Is this proper use of std::enable_if? It works, but is it correct?

//*.h file

template <typename T>
static typename std::enable_if<std::is_integral<T>::value, T>::type 
randomFrom(const T min, const T max);


template <typename T>
static typename std::enable_if<std::is_floating_point<T>::value, T>::type 
randomFrom(const T min, const T max);

.

//*.inl file

template <typename T>
inline typename std::enable_if<std::is_integral<T>::value, T>::type 
Math::randomFrom(const T min, const T max)
{
    static std::default_random_engine re((unsigned long)time(0));
    std::uniform_int_distribution<T> uni(min, max);
    return static_cast<T>(uni(re));
}

template <typename T>
inline typename std::enable_if<std::is_floating_point<T>::value, T>::type 
Math::randomFrom(const T min, const T max)
{
    static std::default_random_engine re((unsigned long)time(0));
    std::uniform_real_distribution<T> uni(min, max);
    return static_cast<T>(uni(re));
}

How can I rewrite it, to achieve cleaner interface? Like:

template <typename T>
static T randomFrom(const T min, const T max);

BTW with boost I had something like: (i do not want to use boost)

typedef typename boost::mpl::if_<
        boost::is_floating_point<T>,
        boost::uniform_real<>,
        boost::uniform_int<>>::type dist_type;

and whole behavior was solved in single function.
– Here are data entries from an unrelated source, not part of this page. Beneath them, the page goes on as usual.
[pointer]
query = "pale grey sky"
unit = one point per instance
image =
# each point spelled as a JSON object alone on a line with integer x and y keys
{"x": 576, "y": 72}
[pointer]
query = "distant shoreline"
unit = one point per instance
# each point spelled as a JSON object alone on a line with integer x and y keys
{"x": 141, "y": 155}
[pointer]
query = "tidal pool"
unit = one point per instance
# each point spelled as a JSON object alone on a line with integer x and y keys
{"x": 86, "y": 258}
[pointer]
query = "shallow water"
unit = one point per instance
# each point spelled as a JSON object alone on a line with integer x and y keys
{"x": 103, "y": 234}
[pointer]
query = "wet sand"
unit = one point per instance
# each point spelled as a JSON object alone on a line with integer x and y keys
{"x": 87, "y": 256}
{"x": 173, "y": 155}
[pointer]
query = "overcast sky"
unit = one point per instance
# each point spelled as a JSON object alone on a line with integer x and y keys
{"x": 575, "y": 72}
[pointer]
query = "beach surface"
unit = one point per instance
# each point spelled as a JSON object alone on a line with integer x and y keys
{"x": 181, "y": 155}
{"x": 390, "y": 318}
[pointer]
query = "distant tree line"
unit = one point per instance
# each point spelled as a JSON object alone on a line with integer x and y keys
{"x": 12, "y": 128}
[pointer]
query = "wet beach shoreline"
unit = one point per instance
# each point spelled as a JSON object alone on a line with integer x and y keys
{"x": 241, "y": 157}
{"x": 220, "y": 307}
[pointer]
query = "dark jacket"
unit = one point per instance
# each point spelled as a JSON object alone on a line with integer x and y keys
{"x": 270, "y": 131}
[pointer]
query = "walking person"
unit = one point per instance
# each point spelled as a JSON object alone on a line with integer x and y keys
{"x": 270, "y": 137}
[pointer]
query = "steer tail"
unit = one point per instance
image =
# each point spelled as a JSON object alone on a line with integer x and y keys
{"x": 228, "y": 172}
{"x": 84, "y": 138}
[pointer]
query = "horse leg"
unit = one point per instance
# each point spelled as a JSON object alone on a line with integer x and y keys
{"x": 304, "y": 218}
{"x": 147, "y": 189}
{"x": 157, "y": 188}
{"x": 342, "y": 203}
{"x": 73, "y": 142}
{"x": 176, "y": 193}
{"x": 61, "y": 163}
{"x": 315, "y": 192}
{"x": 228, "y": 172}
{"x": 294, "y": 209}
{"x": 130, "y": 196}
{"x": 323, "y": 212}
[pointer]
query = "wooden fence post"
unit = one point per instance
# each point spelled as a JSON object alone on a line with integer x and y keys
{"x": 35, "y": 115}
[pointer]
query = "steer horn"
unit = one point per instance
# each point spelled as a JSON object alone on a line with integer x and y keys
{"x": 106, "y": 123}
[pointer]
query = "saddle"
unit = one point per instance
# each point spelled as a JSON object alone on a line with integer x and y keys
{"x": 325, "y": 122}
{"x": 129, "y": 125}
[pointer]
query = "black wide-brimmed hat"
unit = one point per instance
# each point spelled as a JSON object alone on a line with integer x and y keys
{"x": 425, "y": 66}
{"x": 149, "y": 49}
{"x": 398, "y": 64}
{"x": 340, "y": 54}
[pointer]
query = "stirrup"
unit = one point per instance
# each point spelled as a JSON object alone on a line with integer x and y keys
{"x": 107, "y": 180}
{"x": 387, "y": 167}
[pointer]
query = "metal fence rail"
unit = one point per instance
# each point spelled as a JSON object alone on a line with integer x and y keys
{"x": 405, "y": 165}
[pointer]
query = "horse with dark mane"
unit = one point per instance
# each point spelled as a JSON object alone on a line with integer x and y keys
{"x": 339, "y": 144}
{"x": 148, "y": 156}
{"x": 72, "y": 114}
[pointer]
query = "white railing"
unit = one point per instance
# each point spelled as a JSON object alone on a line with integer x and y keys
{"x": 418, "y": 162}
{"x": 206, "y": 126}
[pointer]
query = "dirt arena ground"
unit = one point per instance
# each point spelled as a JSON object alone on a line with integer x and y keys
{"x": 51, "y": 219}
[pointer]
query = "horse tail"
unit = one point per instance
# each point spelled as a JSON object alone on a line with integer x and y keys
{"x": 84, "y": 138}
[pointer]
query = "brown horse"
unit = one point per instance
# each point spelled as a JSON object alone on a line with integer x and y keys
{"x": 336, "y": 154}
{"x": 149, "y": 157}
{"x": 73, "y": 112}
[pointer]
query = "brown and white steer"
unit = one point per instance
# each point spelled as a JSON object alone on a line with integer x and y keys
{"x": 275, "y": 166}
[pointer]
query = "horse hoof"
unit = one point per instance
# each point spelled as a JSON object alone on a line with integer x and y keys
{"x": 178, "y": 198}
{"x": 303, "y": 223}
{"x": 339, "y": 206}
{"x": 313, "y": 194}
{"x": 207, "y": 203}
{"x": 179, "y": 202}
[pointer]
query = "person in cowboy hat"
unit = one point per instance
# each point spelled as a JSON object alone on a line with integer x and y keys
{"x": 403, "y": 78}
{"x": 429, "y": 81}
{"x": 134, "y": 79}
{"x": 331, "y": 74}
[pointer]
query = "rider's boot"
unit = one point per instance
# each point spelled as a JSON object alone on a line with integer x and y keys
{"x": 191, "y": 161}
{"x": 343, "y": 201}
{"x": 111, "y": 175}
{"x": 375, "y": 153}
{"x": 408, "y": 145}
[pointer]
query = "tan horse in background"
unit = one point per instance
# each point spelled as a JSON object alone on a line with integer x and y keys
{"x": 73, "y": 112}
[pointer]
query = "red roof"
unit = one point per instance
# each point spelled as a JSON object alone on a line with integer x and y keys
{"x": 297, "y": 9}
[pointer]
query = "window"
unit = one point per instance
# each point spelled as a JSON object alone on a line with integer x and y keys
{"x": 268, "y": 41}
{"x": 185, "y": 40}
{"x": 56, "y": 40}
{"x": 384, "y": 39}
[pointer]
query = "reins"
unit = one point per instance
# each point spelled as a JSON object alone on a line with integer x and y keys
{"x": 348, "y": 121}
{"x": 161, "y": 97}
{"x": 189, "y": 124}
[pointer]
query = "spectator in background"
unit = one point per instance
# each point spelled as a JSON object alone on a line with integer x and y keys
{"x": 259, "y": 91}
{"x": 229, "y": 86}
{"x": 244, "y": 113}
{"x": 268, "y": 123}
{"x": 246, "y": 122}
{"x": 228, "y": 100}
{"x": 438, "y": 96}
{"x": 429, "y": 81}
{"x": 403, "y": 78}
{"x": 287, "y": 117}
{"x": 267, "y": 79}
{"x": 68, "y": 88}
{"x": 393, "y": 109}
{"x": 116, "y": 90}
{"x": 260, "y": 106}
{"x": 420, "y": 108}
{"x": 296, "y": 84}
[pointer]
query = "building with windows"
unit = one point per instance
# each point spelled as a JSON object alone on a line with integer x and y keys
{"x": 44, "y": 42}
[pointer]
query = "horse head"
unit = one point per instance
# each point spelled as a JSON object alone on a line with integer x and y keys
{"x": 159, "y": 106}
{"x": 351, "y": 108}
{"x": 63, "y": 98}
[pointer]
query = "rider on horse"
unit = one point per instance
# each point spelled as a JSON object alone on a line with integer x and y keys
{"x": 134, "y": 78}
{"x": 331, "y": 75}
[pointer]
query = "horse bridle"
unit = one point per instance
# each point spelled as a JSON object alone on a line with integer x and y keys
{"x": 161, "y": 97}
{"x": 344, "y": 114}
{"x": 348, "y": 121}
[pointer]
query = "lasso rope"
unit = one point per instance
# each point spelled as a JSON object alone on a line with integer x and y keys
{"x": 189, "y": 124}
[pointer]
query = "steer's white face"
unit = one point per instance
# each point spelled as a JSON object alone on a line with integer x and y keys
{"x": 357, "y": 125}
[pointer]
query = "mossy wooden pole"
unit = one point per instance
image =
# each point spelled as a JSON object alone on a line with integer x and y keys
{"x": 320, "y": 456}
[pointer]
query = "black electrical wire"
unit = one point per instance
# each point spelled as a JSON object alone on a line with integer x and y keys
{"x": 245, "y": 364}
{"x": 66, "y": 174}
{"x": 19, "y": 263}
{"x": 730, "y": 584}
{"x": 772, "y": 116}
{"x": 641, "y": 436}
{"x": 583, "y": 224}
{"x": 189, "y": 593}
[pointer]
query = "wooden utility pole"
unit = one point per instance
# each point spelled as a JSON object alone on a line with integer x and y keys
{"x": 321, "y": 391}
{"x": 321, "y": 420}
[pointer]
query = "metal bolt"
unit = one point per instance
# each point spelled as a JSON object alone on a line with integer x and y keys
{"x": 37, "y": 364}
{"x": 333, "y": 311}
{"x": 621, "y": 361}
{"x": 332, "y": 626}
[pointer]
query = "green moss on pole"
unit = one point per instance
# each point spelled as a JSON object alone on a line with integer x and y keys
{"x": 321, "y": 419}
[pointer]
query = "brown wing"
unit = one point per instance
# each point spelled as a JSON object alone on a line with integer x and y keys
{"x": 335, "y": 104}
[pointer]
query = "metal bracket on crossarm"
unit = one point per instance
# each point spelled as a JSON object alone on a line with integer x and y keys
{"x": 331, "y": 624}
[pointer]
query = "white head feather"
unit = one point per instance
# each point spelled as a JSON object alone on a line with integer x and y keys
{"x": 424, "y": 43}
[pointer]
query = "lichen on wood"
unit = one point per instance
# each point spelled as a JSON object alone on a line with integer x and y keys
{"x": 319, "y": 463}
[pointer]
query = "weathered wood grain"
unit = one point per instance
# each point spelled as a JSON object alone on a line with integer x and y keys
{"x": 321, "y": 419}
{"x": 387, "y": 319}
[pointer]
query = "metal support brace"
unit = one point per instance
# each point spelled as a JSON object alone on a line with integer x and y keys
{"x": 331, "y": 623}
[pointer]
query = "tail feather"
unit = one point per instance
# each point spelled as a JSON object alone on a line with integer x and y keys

But there is nothing like std::if right?

Answer 1

Your usage is fine, and very much idiomatic.

The equivalent to Boost.MPL's if_ would be std::conditional:

typedef typename std::conditional<
        std::is_floating_point<T>::value,
        std::uniform_real_distribution<T>,
        std::uniform_int_distribution<T>>::type dist_type;